Understanding this relationship will help gastroenterologists better understand how to manage these conditions. Right now the solutions involve integrative therapy, such as prescribing sensory modulation, which could include pain management, behavior modification, massage therapy, aroma therapy, acupuncture, meditation and/or hypnotherapy, in addition to or in place of medications to decrease sensory perception in the GI tract. The treatment varies for each patient.
The prospect of giving families answers, and continuing to guide treatment based on the best science, is also what motivates Lindsay Clarke, PA-C, a study author and the coordinator of the GI Motility program at Children’s National, to continue to search for solutions.
“I spend a lot of time on the phone with these families between appointments, between visits, and between procedures,” says Clarke. “They have seen other gastroenterologists. They have had GI testing. Nothing comes back to show why they are feeling this way. This research gives them real information. We can now say that your symptoms are real. We’ve found the connection between what you’re feeling and what’s going on inside of your body.”
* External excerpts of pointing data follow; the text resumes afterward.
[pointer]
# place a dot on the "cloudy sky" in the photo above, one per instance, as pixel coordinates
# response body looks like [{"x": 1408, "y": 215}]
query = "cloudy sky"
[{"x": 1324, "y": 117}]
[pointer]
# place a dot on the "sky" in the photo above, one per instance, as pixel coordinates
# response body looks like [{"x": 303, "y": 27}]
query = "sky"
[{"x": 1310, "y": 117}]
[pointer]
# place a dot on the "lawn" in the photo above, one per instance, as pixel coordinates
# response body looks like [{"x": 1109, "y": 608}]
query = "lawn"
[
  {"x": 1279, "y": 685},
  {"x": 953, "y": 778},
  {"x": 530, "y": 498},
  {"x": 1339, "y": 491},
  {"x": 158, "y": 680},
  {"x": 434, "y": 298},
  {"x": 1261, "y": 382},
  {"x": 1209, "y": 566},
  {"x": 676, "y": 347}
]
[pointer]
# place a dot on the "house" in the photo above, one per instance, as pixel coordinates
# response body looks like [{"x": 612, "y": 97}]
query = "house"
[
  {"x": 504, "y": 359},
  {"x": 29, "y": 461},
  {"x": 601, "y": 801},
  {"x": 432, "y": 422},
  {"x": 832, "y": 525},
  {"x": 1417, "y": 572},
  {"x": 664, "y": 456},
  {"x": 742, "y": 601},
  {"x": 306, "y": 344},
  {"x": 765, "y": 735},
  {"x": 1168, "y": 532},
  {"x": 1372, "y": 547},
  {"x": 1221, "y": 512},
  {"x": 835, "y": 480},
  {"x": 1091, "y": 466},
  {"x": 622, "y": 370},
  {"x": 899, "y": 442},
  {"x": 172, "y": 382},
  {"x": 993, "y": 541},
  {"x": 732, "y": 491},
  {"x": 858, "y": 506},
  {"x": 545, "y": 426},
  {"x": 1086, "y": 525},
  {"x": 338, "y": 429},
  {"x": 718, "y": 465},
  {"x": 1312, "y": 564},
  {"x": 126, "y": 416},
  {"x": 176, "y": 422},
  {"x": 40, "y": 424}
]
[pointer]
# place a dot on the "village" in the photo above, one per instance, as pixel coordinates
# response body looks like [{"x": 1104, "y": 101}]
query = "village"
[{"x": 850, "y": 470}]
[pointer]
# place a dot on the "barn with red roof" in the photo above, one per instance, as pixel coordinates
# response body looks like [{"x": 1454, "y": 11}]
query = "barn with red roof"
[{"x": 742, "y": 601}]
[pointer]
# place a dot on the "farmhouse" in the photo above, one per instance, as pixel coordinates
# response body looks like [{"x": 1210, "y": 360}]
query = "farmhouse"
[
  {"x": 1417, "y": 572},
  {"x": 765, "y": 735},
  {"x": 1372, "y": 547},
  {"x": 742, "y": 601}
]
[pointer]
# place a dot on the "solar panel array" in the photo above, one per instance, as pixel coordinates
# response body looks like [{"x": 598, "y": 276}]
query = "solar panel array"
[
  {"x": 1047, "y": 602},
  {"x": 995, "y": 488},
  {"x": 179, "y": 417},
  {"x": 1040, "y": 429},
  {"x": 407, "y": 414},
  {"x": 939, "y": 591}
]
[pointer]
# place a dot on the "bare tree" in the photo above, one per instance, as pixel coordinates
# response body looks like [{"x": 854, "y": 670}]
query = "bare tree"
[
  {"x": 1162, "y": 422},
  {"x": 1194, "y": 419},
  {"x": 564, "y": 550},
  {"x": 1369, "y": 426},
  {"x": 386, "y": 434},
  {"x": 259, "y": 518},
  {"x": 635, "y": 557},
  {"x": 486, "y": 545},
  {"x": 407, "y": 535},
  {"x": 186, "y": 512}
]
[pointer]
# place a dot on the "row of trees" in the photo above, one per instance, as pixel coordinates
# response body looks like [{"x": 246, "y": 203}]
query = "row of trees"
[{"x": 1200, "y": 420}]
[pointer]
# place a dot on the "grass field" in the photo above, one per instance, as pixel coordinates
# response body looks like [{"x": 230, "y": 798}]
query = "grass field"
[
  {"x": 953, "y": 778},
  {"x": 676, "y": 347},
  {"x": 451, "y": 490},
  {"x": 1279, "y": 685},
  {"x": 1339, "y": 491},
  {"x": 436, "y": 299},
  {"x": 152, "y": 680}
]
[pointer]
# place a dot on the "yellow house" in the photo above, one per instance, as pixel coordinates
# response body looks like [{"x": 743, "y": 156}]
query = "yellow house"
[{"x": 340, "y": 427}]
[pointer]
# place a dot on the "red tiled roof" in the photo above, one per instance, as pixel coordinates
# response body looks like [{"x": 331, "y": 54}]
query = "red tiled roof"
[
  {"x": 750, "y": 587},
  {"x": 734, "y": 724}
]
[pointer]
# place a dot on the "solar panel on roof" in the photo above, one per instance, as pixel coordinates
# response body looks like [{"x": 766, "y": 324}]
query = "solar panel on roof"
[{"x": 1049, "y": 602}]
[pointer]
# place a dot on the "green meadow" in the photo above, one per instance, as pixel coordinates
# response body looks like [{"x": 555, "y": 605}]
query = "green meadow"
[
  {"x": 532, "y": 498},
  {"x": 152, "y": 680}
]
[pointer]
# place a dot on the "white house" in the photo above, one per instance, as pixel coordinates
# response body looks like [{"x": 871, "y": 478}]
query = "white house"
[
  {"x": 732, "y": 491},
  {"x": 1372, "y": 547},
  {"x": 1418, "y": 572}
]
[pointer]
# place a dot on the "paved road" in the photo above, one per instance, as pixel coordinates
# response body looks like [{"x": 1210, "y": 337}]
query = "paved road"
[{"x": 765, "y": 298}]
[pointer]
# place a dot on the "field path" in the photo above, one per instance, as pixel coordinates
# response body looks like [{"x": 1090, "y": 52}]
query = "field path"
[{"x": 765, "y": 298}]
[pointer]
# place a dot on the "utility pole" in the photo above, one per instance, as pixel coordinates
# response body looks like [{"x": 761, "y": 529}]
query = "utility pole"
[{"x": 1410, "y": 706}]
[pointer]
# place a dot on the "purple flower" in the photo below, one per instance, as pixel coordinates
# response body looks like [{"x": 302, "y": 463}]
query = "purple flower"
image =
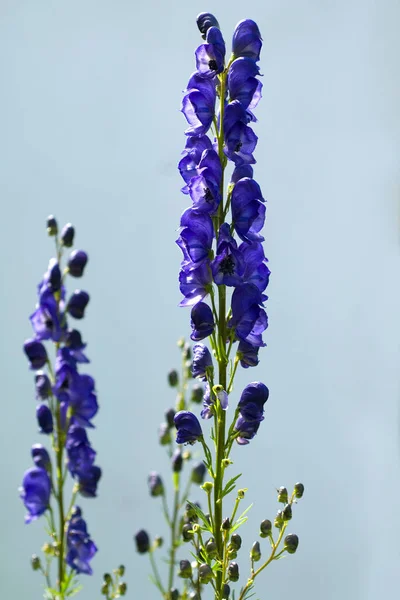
[
  {"x": 35, "y": 492},
  {"x": 248, "y": 210},
  {"x": 80, "y": 548},
  {"x": 36, "y": 353},
  {"x": 248, "y": 319},
  {"x": 195, "y": 284},
  {"x": 228, "y": 266},
  {"x": 195, "y": 240},
  {"x": 242, "y": 83},
  {"x": 240, "y": 139},
  {"x": 77, "y": 262},
  {"x": 188, "y": 427},
  {"x": 44, "y": 418},
  {"x": 40, "y": 456},
  {"x": 77, "y": 304},
  {"x": 202, "y": 361},
  {"x": 202, "y": 321},
  {"x": 247, "y": 40},
  {"x": 198, "y": 105}
]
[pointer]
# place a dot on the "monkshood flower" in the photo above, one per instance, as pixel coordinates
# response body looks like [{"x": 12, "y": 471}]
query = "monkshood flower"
[
  {"x": 202, "y": 322},
  {"x": 202, "y": 362},
  {"x": 35, "y": 492},
  {"x": 80, "y": 548},
  {"x": 188, "y": 427}
]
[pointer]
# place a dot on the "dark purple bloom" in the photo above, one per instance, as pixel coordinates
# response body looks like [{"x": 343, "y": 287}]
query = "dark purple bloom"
[
  {"x": 188, "y": 427},
  {"x": 202, "y": 321},
  {"x": 195, "y": 240},
  {"x": 248, "y": 354},
  {"x": 79, "y": 451},
  {"x": 67, "y": 235},
  {"x": 40, "y": 456},
  {"x": 240, "y": 139},
  {"x": 248, "y": 210},
  {"x": 75, "y": 345},
  {"x": 142, "y": 541},
  {"x": 35, "y": 492},
  {"x": 77, "y": 304},
  {"x": 36, "y": 353},
  {"x": 202, "y": 361},
  {"x": 88, "y": 481},
  {"x": 247, "y": 40},
  {"x": 80, "y": 548},
  {"x": 156, "y": 486},
  {"x": 43, "y": 386},
  {"x": 77, "y": 262},
  {"x": 248, "y": 319},
  {"x": 44, "y": 418},
  {"x": 46, "y": 320},
  {"x": 198, "y": 104},
  {"x": 242, "y": 82},
  {"x": 228, "y": 266},
  {"x": 192, "y": 154},
  {"x": 204, "y": 22},
  {"x": 195, "y": 285}
]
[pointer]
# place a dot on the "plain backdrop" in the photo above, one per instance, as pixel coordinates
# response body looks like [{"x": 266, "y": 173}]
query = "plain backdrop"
[{"x": 90, "y": 130}]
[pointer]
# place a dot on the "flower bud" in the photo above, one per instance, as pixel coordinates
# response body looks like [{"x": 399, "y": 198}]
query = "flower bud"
[
  {"x": 177, "y": 461},
  {"x": 233, "y": 571},
  {"x": 287, "y": 513},
  {"x": 282, "y": 495},
  {"x": 291, "y": 542},
  {"x": 204, "y": 22},
  {"x": 142, "y": 542},
  {"x": 156, "y": 486},
  {"x": 197, "y": 393},
  {"x": 205, "y": 573},
  {"x": 67, "y": 235},
  {"x": 198, "y": 473},
  {"x": 173, "y": 378},
  {"x": 187, "y": 532},
  {"x": 255, "y": 552},
  {"x": 299, "y": 490},
  {"x": 169, "y": 417},
  {"x": 185, "y": 569},
  {"x": 51, "y": 225},
  {"x": 164, "y": 434},
  {"x": 35, "y": 562},
  {"x": 77, "y": 263},
  {"x": 265, "y": 528}
]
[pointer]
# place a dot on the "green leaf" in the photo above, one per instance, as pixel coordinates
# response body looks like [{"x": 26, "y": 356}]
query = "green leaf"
[{"x": 230, "y": 485}]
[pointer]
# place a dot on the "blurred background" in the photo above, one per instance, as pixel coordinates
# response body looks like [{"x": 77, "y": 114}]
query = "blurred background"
[{"x": 91, "y": 132}]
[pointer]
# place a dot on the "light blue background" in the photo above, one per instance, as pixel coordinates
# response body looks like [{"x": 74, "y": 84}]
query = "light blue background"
[{"x": 91, "y": 131}]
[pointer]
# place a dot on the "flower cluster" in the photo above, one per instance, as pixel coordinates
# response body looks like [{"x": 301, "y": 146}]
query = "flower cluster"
[{"x": 67, "y": 403}]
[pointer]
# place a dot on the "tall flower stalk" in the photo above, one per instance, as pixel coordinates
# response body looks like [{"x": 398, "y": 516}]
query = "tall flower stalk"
[{"x": 223, "y": 279}]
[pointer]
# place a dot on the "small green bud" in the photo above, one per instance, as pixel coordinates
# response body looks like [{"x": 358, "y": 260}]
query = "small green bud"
[
  {"x": 122, "y": 588},
  {"x": 35, "y": 562},
  {"x": 211, "y": 548},
  {"x": 299, "y": 490},
  {"x": 287, "y": 513},
  {"x": 255, "y": 552},
  {"x": 205, "y": 573},
  {"x": 207, "y": 486},
  {"x": 291, "y": 542},
  {"x": 265, "y": 528},
  {"x": 173, "y": 378},
  {"x": 185, "y": 569},
  {"x": 187, "y": 532},
  {"x": 279, "y": 520},
  {"x": 233, "y": 571},
  {"x": 282, "y": 495}
]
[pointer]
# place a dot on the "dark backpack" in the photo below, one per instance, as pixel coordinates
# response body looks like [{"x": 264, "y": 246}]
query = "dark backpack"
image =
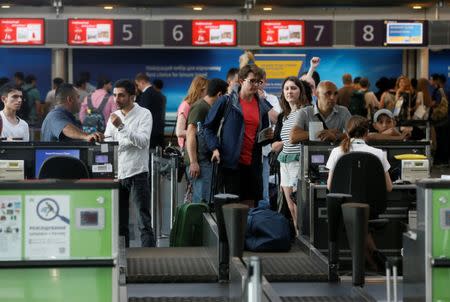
[
  {"x": 24, "y": 111},
  {"x": 357, "y": 105},
  {"x": 95, "y": 121}
]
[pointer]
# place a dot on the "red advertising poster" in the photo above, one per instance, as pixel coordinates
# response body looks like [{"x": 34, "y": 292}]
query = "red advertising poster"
[
  {"x": 282, "y": 33},
  {"x": 214, "y": 33},
  {"x": 90, "y": 32},
  {"x": 22, "y": 31}
]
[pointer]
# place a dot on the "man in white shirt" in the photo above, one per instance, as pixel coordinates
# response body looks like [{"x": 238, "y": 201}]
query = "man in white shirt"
[
  {"x": 131, "y": 127},
  {"x": 14, "y": 128}
]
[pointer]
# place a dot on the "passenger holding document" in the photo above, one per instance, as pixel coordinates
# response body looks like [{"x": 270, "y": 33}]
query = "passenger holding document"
[
  {"x": 244, "y": 115},
  {"x": 326, "y": 113}
]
“It’s a huge quality-of-life issue for these patients,” adds Dr. Darbari about the benefits of having data to guide treatment. “These are often well-appearing kids. People, including medical professionals, often brush off their symptoms because the patients look good. They don’t have lesions or any redness or swelling, compared, for example, to patients with inflammatory bowel disease, who appear unwell or who have clear physical, laboratory and radiological findings. They don’t appear to be broken.”
The study authors note patient dissatisfaction, health care provider frustration, high costs of care and potentially hazardous diagnostic studies often accompany endoscopic and radiologic studies that fail to reveal significant abnormalities.
Clarke envisions that the use of the dual tilt-table test and antroduodenal manometry may also encourage families to explore multidisciplinary treatment earlier on in a patient’s life, such as physical therapy or sensory therapy, to alleviate symptoms and the overall number of outpatient visits. It provides them the understanding to enroll in a multidisciplinary and comprehensive programs, and programs that offer complementary therapies for management of these complex symptoms.
“This study shows that it’s important to look beyond individual organs and to treat the whole child,” says Clarke. “We’re still not sure about which kinds of sensory therapies work best and we don’t want to overstate the aims of integrative treatments, especially since it may vary for each child, but as clinicians we’re looking forward to talking to families about potential solutions, cautiously, as the science unfolds.”
Additional study authors include Lana Zhang, M.D., Jeffrey Moak, M.D., Sridhar Hanumanthaiah, M.B.B.S., and Robin Fabian, R.N., from the Division of Cardiology at Children’s National, John Desbiens, B.S., from the Division of Gastroenterology at Children’s National, and Rashmi D. Sahay, M.D., from the Division of Biostatistics and Epidemiology at Cincinnati Children’s Hospital Medical Center.